Appellant concedes that the time-frame from June 22, 1999, until September 26, 1999, (eighty-four days) should be excluded from the computation, because that continuance was at his request. See Ark. R. Crim. P. 28.3(3)(c); Scott v. State, supra. However, appellant also maintains that the 184-day period between September 26, 1999, when he was arrested for failure to appear and March 28, 2000, the date for which the trial was rescheduled, should not be excluded from the computation because during that period he was in the State's custody awaiting trial. However, the record does not show that appellant objected to the excludability of this period at the time the trial court determined this period was excludable. Appellant was required to make a contemporaneous objection to this court-ordered excludable period in order to preserve the issue for appeal. See Dean v. State, 339 Ark. 105, 3 S.W.3d 328 (1999); Mack v. State, 321 Ark. 547, 905 S.W.2d 842 (1995). Moreover, our supreme court has held that where a defendant fails to appear, the time period between his arrest for failure to appear and the next date scheduled for trial, is excludable for purposes of calculating a speedy trial date. See Osborne v. State, 340 Ark. 444, 11 S.W.3d 528 (2000). Therefore, as the State argues, the 184-day period between September 26, 1999, and March 28, 2000, is excludable from the speedy trial calculation.4
Appellant further asserts that the thirty-six-day period between March 28, 2000, and May 3, 2000, should be excluded because the trial court made no docket entry explaining why the docket did not permit trial on the date originally scheduled, as is required under Rule 28.3. However, because the State was only required to show that 118 days were excludable, even if these thirty-six days are excluded, the State has still shown that 268 days are excludable, which satisfies the State's burden; therefore, we need not address this argument.
Based on the foregoing, we hold that appellant's right to a speedy trial has not been violated, and we affirm his convictions.
Affirmed.
Vaught and Roaf, JJ., agree.
1 The docket entry and order of continuance reflect the rescheduled date as May 2, 2000. However, the record and notice of appeal show the date of the proceedings as May 3, 2000, but do not reflect a further order continuing the trial from May 2 to May 3.
2 During the May 3 proceedings, appellant requested that he be allowed to dismiss his attorney and stated that he had hired another attorney.
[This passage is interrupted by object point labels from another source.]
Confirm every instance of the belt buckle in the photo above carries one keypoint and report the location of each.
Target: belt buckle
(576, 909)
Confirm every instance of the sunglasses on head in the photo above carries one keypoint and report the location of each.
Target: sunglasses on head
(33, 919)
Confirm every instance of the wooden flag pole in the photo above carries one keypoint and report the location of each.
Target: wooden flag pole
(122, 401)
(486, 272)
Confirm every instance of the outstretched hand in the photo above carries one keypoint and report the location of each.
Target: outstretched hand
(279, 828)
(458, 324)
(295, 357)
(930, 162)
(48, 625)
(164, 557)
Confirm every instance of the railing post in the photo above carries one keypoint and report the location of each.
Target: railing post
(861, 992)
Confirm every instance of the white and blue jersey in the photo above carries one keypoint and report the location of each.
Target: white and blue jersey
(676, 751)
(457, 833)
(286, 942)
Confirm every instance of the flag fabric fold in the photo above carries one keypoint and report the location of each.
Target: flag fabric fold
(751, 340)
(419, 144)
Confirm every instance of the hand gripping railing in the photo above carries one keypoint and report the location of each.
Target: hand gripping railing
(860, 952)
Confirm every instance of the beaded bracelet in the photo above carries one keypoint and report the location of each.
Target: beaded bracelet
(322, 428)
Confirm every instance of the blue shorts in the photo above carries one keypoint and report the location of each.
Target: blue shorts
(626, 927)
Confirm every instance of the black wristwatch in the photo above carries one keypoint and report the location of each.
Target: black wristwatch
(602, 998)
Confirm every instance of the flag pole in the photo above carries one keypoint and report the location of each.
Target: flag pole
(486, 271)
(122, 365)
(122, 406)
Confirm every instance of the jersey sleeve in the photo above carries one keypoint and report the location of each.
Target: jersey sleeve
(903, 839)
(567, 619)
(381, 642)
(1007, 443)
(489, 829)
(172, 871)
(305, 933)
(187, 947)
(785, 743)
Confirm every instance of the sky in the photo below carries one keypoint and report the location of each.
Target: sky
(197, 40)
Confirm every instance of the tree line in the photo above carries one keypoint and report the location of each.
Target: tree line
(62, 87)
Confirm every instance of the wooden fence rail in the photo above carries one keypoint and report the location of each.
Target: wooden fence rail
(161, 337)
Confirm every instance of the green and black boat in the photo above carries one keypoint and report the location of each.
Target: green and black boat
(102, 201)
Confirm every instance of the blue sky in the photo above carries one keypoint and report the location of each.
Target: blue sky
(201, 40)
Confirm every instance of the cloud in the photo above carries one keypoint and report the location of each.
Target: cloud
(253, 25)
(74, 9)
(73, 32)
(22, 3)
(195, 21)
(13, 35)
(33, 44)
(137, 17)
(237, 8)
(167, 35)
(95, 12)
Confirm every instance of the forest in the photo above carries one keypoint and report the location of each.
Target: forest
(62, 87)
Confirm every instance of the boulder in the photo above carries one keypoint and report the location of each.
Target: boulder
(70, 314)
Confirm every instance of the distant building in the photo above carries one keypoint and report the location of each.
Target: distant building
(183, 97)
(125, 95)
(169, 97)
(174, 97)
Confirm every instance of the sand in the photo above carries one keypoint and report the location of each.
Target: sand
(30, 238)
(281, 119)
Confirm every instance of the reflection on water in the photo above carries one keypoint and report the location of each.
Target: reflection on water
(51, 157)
The trial judge refused to allow appellant to dismiss his trial attorney at that point.
3 Our computations differed from the State's. Whereas the State found the period between June 22, 1999, through September 14, 1999, included ninety six days, we counted eighty-four days. More significantly, whereas the State found the period from September 26, 1999, through March 28, 2000, to include 152 days, we counted 184 days. By the State's calculation, a maximum of 248 days at a minimum were excludable. By our calculations, a maximum of 268 days are excludable. We use our computations throughout the remainder of this opinion.
4 The trial judge did not set the March 28, 2000 date until March 17, 2000. We find no explanation in the record for the trial court's lengthy delay in rescheduling this hearing after appellant was incarcerated for failure to appear. It is the trial court's duty to reschedule hearings as expeditiously as the docket will allow. However, appellant does not question the propriety of the trial judge's delay on this basis, and does not argue that the period between September 26, 1999, and March 28, 2000, should be excluded based on the trial judge's delay in setting a new trial date. Therefore, we do not address this issue.